È dunque evidente che nel suo processo creativo le condizioni di produzione non hanno nemmeno lontanamente il ruolo decisivo che rivestono nei lavori di altri autori, che invece non sono così abbandonati a se stessi. Perciò non sorprende che Mettler le abbia rifiutate così facilmente e apparentemente senza indugi. Si tratta quindi di una “perdita” che Mettler evidentemente non ha nemmeno avvertito, che gli ha concesso un unico ma fondamentale elemento chiave e gli ha permesso di raggiungere quella che senza difficoltà riconosciamo come l’unica condizione – assolutamente non trascurabile – del suo processo creativo, e cioè di lavorare alle condizioni e nello spirito della totale libertà creativa che proprio l’assenza di qualsiasi pretesa, aspettativa o imperativo esterni, nonché l’esclusione delle figure che, nell’ambito della produzione istituzionale, accompagnano costantemente la creazione, rendono possibile.

Le conseguenze dirette e indirette di questa scelta dell’autore, o meglio di questa sua posizione quasi manifesta che gli permette di lavorare in completa libertà dal punto di vista creativo, pervadono tutta la sua produzione e ciascuna sua creazione, ogni piano e ogni fase del suo processo creativo, e infine anche numerosi aspetti del suo intimo rapporto con i propri film, nonché le sue riflessioni sulla cinematografia e i relativi mezzi espressivi. Queste conseguenze si manifestano in tutta la loro potenza e drammaticità, per esempio, già sul piano dell’impostazione formale delle sue opere. Così allo spettatore che si accinge a conoscere i suoi film sembrerà a prima vista (con quel primissimo sguardo ancora superficiale e troppo “da lontano”) di poterli categorizzare in due gruppi di senso definiti, suddividendoli semplicemente in documentari e film di finzione. Beh, questi comprenderebbe molto presto – ad un’osservazione un po’ più attenta – quanto inaspettatamente evidenti siano le dimensioni del proprio errore. Ciascun’opera di Mettler infatti è – in maniera marcata o appena percettibile, ma comunque distinguibile – differente dalle altre.

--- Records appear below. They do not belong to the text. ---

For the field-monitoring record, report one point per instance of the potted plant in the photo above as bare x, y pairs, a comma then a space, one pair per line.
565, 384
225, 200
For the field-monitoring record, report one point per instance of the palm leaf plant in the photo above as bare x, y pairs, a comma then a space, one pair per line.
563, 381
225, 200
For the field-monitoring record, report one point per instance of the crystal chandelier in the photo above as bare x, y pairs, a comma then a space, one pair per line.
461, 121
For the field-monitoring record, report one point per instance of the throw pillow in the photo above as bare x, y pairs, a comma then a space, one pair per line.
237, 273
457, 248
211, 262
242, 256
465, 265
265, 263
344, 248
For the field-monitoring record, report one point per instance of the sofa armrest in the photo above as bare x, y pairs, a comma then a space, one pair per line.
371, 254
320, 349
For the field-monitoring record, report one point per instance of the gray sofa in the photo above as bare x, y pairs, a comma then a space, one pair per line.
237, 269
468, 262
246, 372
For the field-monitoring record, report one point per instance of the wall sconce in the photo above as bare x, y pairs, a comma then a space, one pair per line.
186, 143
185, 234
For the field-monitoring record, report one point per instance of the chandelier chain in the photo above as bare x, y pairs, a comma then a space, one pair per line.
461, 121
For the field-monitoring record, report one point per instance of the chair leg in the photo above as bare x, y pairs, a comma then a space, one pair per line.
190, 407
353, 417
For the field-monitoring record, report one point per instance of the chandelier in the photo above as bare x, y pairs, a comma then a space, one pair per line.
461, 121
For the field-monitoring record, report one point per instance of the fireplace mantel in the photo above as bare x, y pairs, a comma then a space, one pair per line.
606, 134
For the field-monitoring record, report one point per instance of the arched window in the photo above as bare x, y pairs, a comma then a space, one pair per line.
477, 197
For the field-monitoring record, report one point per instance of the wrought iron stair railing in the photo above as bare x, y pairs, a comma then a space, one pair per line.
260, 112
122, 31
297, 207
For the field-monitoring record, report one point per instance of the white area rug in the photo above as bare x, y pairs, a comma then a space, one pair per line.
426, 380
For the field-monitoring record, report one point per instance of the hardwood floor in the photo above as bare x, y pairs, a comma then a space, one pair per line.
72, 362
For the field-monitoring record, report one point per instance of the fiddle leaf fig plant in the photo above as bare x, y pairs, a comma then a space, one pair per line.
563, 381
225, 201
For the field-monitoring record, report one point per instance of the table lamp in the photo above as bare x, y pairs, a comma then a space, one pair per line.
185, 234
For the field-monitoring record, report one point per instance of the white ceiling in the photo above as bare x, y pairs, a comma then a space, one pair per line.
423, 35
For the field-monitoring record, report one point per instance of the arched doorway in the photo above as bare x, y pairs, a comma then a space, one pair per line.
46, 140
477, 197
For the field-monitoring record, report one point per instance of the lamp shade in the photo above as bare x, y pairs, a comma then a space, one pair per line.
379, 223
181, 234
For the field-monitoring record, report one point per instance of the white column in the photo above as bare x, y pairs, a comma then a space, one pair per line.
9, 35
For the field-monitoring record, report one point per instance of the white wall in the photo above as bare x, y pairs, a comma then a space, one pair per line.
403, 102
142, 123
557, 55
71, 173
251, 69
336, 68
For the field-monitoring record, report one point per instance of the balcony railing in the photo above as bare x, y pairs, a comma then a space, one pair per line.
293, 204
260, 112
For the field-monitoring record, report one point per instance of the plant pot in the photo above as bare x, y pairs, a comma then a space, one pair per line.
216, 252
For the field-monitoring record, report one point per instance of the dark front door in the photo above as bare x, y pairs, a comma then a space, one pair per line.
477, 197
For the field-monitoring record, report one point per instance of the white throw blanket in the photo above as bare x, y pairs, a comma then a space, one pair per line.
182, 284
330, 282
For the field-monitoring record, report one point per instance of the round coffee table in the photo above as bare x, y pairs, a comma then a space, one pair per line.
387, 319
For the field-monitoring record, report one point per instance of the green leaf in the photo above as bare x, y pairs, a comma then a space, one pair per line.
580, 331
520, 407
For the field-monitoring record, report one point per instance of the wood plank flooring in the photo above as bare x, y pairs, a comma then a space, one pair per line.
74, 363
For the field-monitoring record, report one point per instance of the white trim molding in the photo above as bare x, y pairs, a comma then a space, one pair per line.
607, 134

Ma siamo concreti e immergiamoci nella mole delle sue opere. Vi troveremo documentari più o meno classici (Picture of Light/Immagine della luce) ma pure estremamente sperimentali (Petropolis), sperimentazioni in lungometraggi di finzione che, nella trattazione del problema della dipendenza dall’eroina, si pongono domande sulla natura e sui livelli della percezione, sulla nostra identità individuale e sociale, e sulla probabile apparizione della coscienza in quella tecnologia che ci permette di raccontare per immagini (il suo primo lungometraggio Scissere – passato alla storia come il primo film studentesco ad essere inserito nel programma ufficiale del festival di Toronto), particolari adattamenti di opere teatrali liberate completamente dai vincoli della forma, nei quali rappresenta e riflette sul drammatico scontro tra storia, cultura e i desideri dell’uomo (Tectonic Plates/Placche tettoniche), documentari con inclinazioni sociopolitiche, quasi attivistici, su attuali problemi ecologici (ancora Petropolis), e infine troviamo ancora opere difficilmente classificabili nelle quali vengono esplorati quesiti filosofici hardcore originati dall’intersezione del mondo animale con quello umano (Becoming Animal/Diventare animale, ad oggi il suo ultimo lavoro).

Fino a qualche giorno fa mi ritenevo un conoscitore di Mettler abbastanza buono. Ma poi ho cominciato, lentamente e gradualmente ma con continuità, ad ogni nuovo avvicinamento all’opera, a scoprire zone oscure, incredibilmente numerose, dietro le quali si nascondevano aspetti della sua creatività a me completamente sconosciuti, e ad accorgermi sempre più chiaramente che finora stavo solo bleffando più o meno bene. Ed ora mi ritrovo confuso davanti a questo profondo precipizio che è la sua produzione, e mi chiedo se abbia ancora un senso inventare e mettere a punto strategie di scoperta davanti a questa collezione di immagini filmiche, di storie e riflessioni, anticonvenzionale, a tratti estrema, ma sempre brillante. Questa sfugge infatti in maniera così spontanea e chiara, in anima e corpo, a qualsiasi categorizzazione e sistematizzazione, che sembra quasi più sensato e pratico lasciarsi semplicemente trasportare da essa.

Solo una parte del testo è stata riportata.